"Go on, little one; I am not asleep. I can listen better so. I hear your voice better. And your voice is charming."

Sometimes it was he who interrupted me. After concentrating his thoughts, he slowly recited, with a prolongation of the rhythms, the lines that had excited in him the greatest enthusiasm, and he tried—oh! how I loved him for that!—to make me understand them, to make me feel their beauty. One day he said to me,—and I have kept these words as a relic:

"The sublimity of poetry, you see, lies in the fact that it does not take an educated person to understand it and to love it. On the contrary. The educated do not understand it, and generally they despise it, because they have too much pride. To love poetry it is enough to have a soul,—a little soul, naked, like a flower. Poets speak to the souls of the simple, of the sad, of the sick. And that is why they are eternal. Do you know that, when one has sensibility, one is always something of a poet? And you yourself, little Célestine, have often said to me things that are as beautiful as poetry."

"Oh! Monsieur Georges, you are making fun of me."

"Not in the least. And you are unaware that you have said these beautiful things. And that is the delightful part of it."

For me those were unique hours; whatever destiny may bring me, they will sing in my heart as long as I may live. I felt that indescribably sweet sensation of becoming a new being, of witnessing, so to speak, from minute to minute, the revelation of something unknown in me, and which yet was I. And to-day, in spite of worse falls, thoroughly reconquered as I am by all that is bad and embittered in me, if I have kept this passionate fondness for reading, and sometimes that impulse toward things superior to my social environment and to myself; if, trying to regain confidence in the spontaneity of my nature, I have dared—I who am so ignorant—to write this diary,—it is to M. Georges that I owe it.

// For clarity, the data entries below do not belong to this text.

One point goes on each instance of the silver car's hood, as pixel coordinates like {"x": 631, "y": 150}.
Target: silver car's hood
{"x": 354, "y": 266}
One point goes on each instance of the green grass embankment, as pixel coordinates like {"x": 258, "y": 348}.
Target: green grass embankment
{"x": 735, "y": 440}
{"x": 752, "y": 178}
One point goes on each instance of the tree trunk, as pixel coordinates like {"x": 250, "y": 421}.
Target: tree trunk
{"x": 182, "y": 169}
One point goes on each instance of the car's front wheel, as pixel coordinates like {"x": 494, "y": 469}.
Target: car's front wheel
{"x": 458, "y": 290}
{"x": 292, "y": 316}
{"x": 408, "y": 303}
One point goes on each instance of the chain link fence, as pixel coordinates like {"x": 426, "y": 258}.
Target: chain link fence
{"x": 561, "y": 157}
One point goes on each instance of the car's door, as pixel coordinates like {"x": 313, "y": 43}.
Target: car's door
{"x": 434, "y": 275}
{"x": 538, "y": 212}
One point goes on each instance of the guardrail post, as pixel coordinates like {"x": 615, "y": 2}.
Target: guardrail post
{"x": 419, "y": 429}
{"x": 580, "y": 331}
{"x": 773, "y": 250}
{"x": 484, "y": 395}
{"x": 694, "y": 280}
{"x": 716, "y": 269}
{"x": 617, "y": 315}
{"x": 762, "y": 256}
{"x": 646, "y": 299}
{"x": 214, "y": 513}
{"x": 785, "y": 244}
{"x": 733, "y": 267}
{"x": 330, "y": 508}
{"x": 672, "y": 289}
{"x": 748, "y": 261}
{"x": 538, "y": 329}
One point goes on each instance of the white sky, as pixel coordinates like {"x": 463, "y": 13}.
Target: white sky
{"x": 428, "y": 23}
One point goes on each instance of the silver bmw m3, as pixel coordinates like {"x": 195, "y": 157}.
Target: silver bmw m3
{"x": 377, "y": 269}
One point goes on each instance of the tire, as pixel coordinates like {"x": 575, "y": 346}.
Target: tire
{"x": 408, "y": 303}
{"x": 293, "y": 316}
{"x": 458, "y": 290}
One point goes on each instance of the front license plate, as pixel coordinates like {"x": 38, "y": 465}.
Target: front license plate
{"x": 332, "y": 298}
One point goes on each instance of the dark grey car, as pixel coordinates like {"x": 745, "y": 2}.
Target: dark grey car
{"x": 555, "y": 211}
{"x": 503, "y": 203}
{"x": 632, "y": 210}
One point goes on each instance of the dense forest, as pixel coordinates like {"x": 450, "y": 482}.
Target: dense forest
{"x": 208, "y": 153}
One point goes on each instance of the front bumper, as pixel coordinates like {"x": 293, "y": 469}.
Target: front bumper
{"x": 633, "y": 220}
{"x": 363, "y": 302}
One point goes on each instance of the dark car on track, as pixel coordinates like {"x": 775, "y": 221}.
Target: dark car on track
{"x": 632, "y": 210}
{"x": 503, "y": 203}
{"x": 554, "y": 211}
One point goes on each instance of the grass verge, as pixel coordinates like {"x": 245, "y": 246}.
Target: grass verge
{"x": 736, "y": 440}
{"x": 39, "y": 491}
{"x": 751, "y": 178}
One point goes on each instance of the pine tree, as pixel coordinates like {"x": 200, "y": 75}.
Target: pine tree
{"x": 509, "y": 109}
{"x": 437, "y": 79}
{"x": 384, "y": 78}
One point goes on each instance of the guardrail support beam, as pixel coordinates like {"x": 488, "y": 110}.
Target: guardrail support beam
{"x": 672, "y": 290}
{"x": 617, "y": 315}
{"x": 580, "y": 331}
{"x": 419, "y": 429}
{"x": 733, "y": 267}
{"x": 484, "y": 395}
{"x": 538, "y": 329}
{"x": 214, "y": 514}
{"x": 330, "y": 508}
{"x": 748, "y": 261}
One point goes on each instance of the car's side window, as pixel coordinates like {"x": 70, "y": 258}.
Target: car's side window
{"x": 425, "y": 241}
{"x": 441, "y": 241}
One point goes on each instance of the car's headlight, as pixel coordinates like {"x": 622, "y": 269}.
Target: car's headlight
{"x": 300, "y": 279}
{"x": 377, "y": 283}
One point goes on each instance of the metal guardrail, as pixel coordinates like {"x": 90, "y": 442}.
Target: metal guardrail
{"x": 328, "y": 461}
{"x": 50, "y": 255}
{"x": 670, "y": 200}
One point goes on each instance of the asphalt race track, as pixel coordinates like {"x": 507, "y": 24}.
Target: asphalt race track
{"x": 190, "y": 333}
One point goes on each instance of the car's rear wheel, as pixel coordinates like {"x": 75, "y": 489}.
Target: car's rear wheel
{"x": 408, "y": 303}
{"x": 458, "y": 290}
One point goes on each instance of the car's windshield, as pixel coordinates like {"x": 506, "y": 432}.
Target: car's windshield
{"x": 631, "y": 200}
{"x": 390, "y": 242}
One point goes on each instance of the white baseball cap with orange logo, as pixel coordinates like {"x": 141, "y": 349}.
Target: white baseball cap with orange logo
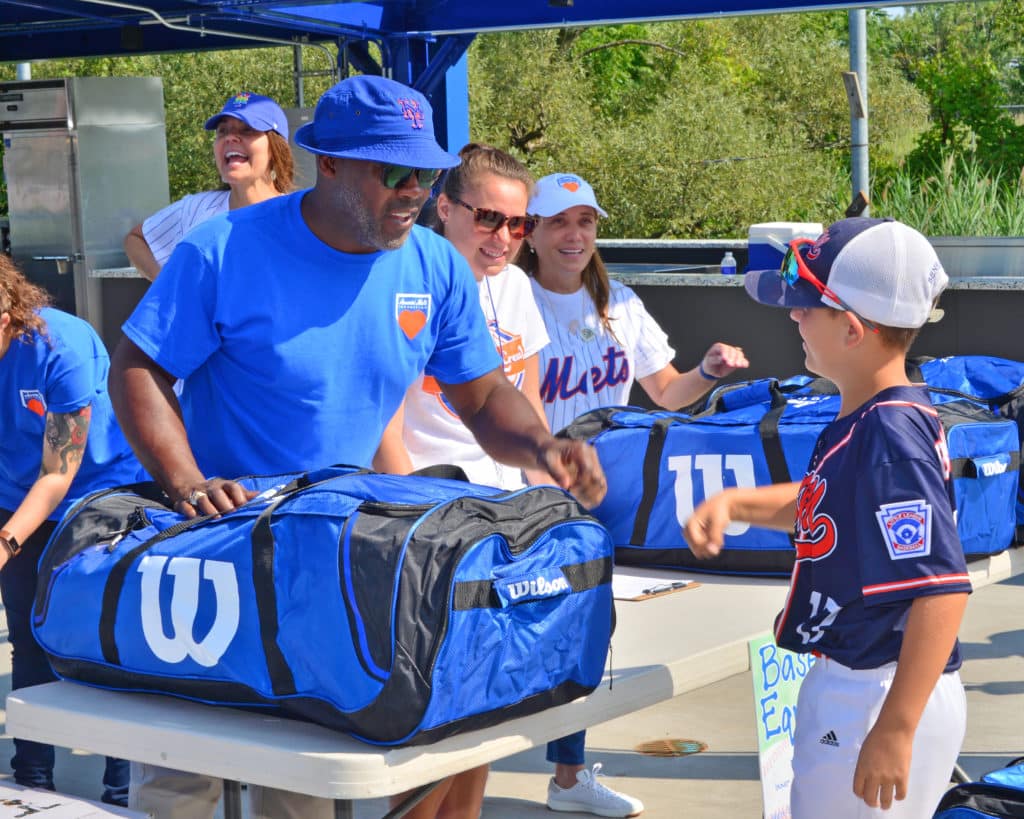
{"x": 559, "y": 191}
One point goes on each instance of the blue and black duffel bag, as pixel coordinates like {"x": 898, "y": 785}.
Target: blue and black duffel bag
{"x": 996, "y": 382}
{"x": 398, "y": 609}
{"x": 662, "y": 465}
{"x": 999, "y": 794}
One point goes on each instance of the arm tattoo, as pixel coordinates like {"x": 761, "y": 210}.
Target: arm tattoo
{"x": 65, "y": 440}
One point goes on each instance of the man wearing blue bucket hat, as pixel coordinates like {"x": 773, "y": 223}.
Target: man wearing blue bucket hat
{"x": 297, "y": 326}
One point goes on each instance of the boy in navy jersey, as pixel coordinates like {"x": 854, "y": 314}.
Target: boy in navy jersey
{"x": 880, "y": 583}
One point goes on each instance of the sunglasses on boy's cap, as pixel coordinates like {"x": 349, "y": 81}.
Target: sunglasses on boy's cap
{"x": 882, "y": 270}
{"x": 519, "y": 226}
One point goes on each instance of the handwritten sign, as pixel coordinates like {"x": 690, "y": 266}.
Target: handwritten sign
{"x": 777, "y": 675}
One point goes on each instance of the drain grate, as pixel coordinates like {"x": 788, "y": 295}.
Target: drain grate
{"x": 672, "y": 747}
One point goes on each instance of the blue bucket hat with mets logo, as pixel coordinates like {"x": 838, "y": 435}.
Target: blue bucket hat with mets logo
{"x": 378, "y": 120}
{"x": 256, "y": 111}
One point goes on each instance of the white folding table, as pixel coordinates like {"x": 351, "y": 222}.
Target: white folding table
{"x": 662, "y": 647}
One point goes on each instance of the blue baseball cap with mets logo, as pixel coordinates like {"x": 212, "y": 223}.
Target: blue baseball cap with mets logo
{"x": 256, "y": 111}
{"x": 377, "y": 120}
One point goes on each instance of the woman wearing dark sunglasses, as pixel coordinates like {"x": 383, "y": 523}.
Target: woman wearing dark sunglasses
{"x": 481, "y": 210}
{"x": 602, "y": 339}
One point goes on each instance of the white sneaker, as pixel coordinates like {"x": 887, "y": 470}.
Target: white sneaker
{"x": 589, "y": 795}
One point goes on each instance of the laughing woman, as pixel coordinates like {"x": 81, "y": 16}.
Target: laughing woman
{"x": 254, "y": 161}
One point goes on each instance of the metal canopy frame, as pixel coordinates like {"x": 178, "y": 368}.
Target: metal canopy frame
{"x": 422, "y": 43}
{"x": 50, "y": 29}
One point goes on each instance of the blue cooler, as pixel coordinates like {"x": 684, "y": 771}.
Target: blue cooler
{"x": 767, "y": 242}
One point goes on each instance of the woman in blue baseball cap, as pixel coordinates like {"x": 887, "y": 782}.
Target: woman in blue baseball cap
{"x": 254, "y": 161}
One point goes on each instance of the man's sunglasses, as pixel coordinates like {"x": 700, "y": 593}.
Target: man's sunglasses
{"x": 794, "y": 267}
{"x": 519, "y": 226}
{"x": 393, "y": 176}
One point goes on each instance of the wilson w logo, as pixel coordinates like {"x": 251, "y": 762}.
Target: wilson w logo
{"x": 712, "y": 471}
{"x": 184, "y": 608}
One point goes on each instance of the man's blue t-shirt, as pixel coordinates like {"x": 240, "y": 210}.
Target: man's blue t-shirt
{"x": 58, "y": 372}
{"x": 296, "y": 355}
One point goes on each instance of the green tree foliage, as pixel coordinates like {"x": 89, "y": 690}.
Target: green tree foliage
{"x": 966, "y": 58}
{"x": 688, "y": 129}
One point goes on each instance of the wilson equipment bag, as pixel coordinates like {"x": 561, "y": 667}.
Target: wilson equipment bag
{"x": 998, "y": 793}
{"x": 398, "y": 609}
{"x": 662, "y": 465}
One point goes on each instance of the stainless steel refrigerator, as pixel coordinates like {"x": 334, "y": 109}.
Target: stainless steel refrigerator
{"x": 84, "y": 160}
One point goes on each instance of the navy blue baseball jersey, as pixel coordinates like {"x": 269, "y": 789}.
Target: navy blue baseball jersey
{"x": 875, "y": 529}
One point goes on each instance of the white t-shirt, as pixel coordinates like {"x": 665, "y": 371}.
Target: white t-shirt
{"x": 584, "y": 367}
{"x": 433, "y": 433}
{"x": 168, "y": 226}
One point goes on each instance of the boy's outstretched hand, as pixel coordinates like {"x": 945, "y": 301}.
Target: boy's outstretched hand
{"x": 883, "y": 767}
{"x": 705, "y": 531}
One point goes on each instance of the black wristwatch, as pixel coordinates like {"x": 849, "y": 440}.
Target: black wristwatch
{"x": 9, "y": 542}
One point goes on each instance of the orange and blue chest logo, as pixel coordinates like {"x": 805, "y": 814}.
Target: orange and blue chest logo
{"x": 34, "y": 401}
{"x": 412, "y": 311}
{"x": 513, "y": 353}
{"x": 815, "y": 530}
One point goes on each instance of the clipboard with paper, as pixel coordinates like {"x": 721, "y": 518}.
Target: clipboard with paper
{"x": 635, "y": 586}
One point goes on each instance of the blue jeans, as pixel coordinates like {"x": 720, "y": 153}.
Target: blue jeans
{"x": 568, "y": 749}
{"x": 33, "y": 762}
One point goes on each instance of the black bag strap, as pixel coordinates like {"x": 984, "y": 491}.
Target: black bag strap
{"x": 966, "y": 468}
{"x": 650, "y": 475}
{"x": 778, "y": 470}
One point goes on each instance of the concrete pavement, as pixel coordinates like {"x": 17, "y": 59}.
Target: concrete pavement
{"x": 721, "y": 781}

Oh! yes, I was happy,—happy especially at seeing the pretty patient gradually reborn, his flesh swelling out and his face blooming again, through the flow of a new sap; happy at the joy, and the hopes, and the certainties, that the rapidity of this resurrection gave to the entire house, of which I was now the queen and the fairy. They attributed to me, they attributed to the intelligence of my care, to the vigilance of my devotion, and, more still perhaps, to my constant gaiety, to my youth so full of charm, to my surprising influence over Georges, this incomparable miracle. And the poor grandmother thanked me, overwhelmed me with gratitude and blessings, and also with presents, like a nurse to whom has been confided a baby almost dead, and who, with her pure and healthy milk, reconstructs his organs, brings back his smile, and restores him to life.

Sometimes, forgetful of her station, she took my hands, caressed them, kissed them, and, with tears of joy, said to me:

"I knew very well ... I ... when I saw you ... I knew very well!"

And already projects were being formed,—journeys to the land of sunshine, fields full of roses!